Sebagaimana hadis yang diriwayatkan Bukhâri-Muslim:
عن أبي هريرة قال قال رسول الله )صلى الله عليه وسلم( لعن الله
السارق يسرق البيضه فتقطع يده ويسرق الحبل فتقطع يده
Kedua, menurut
mayoritas ulama, hukum potong tangan berlaku bagi pencuri yang telah mencuri
pada batasan seperempat dinar atau tiga dirham. Ia mendasarkan pada hadis:
عن عائشة قالت كان رسول الله يقطع السارق في ربع دينار فصاعداً
Ketiga, memotong
bagian lengan tangan sebelah kanan, apabila ia kembali mencuri maka dipotonglah
kaki kirinya pada bagian mata kaki, apabila ia kembali mencuri maka dipotonglah
tangan kiri dan jika ia masih tetap mencuri maka dipotonglah kaki kanannya lalu
dipenjarakan. Hal ini didasarkan sabda Nabi:
إذا سرق السارق فاقطعوا يده, فإن عاد
فاقطعوا رجله فإن عاد فاقطعوا يده فإن عاد فاقطعوا رجله.[13]
Al-Khâzin juga
mengulas persoalan hukum meninggalkan puasa bagi orang sakit dan yang dalam
perjalanan yang termaktub dalam sûrah al-Baqarah ayat 184.
أَيَّامًا
مَعْدُودَاتٍ فَمَنْ كَانَ مِنْكُمْ مَرِيضًا أَوْ عَلَى سَفَرٍ فَعِدَّةٌ مِنْ
أَيَّامٍ أُخَرَ ...
“(yaitu)
dalam beberapa hari yang tertentu. Maka barang siapa di antara kamu ada yang
sakit atau dalam perjalanan (lalu ia berbuka), maka (wajiblah baginya berpuasa)
sebanyak hari yang ditinggalkan itu pada hari-hari yang lain...”

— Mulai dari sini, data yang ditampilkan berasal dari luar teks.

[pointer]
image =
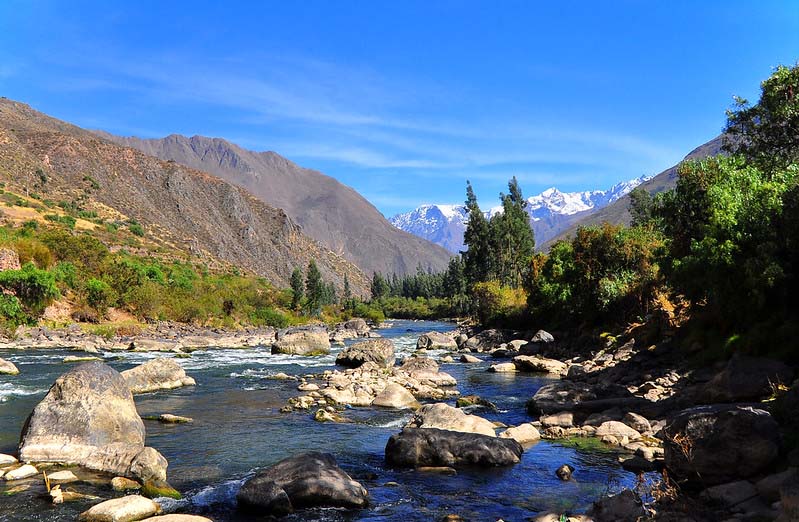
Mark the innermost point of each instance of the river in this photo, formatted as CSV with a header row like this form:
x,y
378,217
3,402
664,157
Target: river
x,y
238,427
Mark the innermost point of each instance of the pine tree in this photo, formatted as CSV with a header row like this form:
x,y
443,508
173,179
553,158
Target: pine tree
x,y
511,237
314,289
297,288
477,257
346,295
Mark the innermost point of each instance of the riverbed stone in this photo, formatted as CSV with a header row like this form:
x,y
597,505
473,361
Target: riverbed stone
x,y
8,368
537,364
718,444
637,422
523,433
89,418
617,429
307,340
503,368
379,351
433,447
307,480
124,509
436,341
22,472
157,374
622,507
397,396
445,417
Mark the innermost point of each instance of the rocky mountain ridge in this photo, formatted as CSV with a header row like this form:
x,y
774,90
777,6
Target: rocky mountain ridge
x,y
326,210
196,214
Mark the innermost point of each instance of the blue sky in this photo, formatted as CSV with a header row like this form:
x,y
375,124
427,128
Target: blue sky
x,y
406,100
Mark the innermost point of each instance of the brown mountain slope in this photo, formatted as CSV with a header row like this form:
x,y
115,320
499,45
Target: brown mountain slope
x,y
195,211
330,212
618,212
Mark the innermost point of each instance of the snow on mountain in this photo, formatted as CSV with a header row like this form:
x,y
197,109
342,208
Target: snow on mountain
x,y
550,212
441,224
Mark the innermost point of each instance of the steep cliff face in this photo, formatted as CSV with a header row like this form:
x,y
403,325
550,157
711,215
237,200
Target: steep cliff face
x,y
191,210
328,211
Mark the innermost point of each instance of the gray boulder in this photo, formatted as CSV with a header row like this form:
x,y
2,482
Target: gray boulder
x,y
746,379
433,447
302,481
8,368
157,374
312,340
436,341
378,351
89,418
445,417
717,444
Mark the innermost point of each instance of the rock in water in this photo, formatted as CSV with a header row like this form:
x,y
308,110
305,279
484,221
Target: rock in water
x,y
432,447
445,417
8,368
302,341
307,480
721,443
396,396
124,509
436,341
378,351
88,418
158,374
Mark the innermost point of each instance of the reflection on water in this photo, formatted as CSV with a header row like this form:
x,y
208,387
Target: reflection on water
x,y
238,427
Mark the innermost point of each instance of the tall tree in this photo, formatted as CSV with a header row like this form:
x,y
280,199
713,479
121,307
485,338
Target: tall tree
x,y
477,256
512,237
767,133
297,288
314,289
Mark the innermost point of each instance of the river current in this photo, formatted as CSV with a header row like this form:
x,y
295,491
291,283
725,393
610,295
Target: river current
x,y
238,428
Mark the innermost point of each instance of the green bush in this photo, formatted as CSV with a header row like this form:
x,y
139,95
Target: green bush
x,y
34,288
100,295
269,317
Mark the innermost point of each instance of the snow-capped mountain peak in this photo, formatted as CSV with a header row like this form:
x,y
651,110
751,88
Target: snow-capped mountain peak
x,y
550,213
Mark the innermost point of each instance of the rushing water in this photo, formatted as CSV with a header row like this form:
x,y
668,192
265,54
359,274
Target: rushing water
x,y
238,427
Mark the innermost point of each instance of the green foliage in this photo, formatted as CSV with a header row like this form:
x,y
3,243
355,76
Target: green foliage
x,y
136,229
765,134
602,271
100,295
297,288
511,238
315,290
34,288
270,317
11,312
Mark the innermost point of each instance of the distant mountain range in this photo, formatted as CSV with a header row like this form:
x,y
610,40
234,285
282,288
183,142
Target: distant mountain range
x,y
330,212
551,212
187,214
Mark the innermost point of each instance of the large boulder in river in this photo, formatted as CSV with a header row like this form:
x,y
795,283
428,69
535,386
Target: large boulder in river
x,y
536,364
445,417
396,396
425,370
432,447
436,341
308,480
308,340
746,379
720,443
379,351
157,374
8,368
89,418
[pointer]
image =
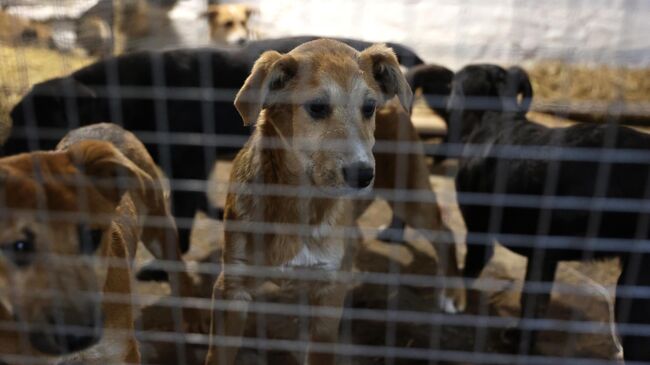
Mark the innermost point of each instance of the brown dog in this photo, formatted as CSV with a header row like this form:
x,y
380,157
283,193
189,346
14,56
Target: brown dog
x,y
229,23
402,179
315,114
71,220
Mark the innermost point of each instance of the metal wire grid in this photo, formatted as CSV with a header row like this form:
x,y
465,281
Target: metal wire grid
x,y
392,350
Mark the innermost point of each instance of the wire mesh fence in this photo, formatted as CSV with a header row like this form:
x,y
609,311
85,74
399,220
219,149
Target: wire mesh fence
x,y
286,202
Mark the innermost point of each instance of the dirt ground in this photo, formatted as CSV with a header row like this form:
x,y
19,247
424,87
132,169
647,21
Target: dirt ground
x,y
388,324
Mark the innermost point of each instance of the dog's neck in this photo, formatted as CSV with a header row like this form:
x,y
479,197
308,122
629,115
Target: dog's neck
x,y
280,168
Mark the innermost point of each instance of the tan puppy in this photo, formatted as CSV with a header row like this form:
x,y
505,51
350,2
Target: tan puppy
x,y
398,172
71,220
17,31
315,114
229,23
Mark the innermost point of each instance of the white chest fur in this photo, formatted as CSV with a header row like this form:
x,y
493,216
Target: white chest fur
x,y
325,256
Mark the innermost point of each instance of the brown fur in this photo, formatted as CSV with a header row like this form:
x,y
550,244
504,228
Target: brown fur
x,y
80,177
229,23
16,31
276,96
409,172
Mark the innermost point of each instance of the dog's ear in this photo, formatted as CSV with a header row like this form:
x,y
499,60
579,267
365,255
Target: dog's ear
x,y
516,92
110,172
269,77
211,13
249,11
383,64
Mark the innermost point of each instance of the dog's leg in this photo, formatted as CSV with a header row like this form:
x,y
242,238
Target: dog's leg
x,y
119,315
631,309
228,324
324,329
534,304
407,172
393,232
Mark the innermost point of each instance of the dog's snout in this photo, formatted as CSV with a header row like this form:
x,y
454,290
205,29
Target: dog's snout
x,y
358,175
67,331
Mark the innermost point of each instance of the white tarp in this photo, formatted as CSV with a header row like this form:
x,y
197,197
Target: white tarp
x,y
451,32
455,32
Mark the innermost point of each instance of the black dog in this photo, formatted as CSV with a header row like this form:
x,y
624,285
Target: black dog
x,y
179,103
535,190
435,83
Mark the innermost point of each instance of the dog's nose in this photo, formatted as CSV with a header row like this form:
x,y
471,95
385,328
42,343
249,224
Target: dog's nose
x,y
358,175
66,333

Al-Khâzin mengutip beberapa pendapat ulama fikih. Beberapa
silang pendapat ia kemukakan semisal: jarak tempuh perjalanan, ada yang
berpendapat kebolehan meninggalkan puasa jika perjalanan selama satu hari, dua
hari dan tiga hari. Ia juga menutip pendapat Syafi’i bahwa puasa dalam sebuah
perjalanan lebih baik. Sementara ulama lain seperti Imam Ahmad justru
menganggap bahwa membatalkan puasa saat dalam perjalanan adalah lebih baik.[14]
Ketiga ayat yang
berkaitan dengan persoalan fikih di atas adalah sebagian kecil dari pembahasan
masalah fikih yang dijelaskan oleh al-Khâzin. Selain kedua ayat diatas, al-Khâzin
sering mengulas persoalan yang berkaitan dengan fikih. Pembahasannya biasanya
diulas dengan menyebutkan hukum ayat tertentu dengan membaginya secara pasal
demi pasal.
Berkaitan dengan
ayat-ayat “Kalam”, penulis mencatat bahwa al-Khâzin tidak memiliki
kecenderungan pada mazhab tertentu. Penulis mengambil contoh ketika al-Khâzin
menafsirkan sûrah al-Baqarah ayat 255, yang dikenal dengan sebutan ayat kursi.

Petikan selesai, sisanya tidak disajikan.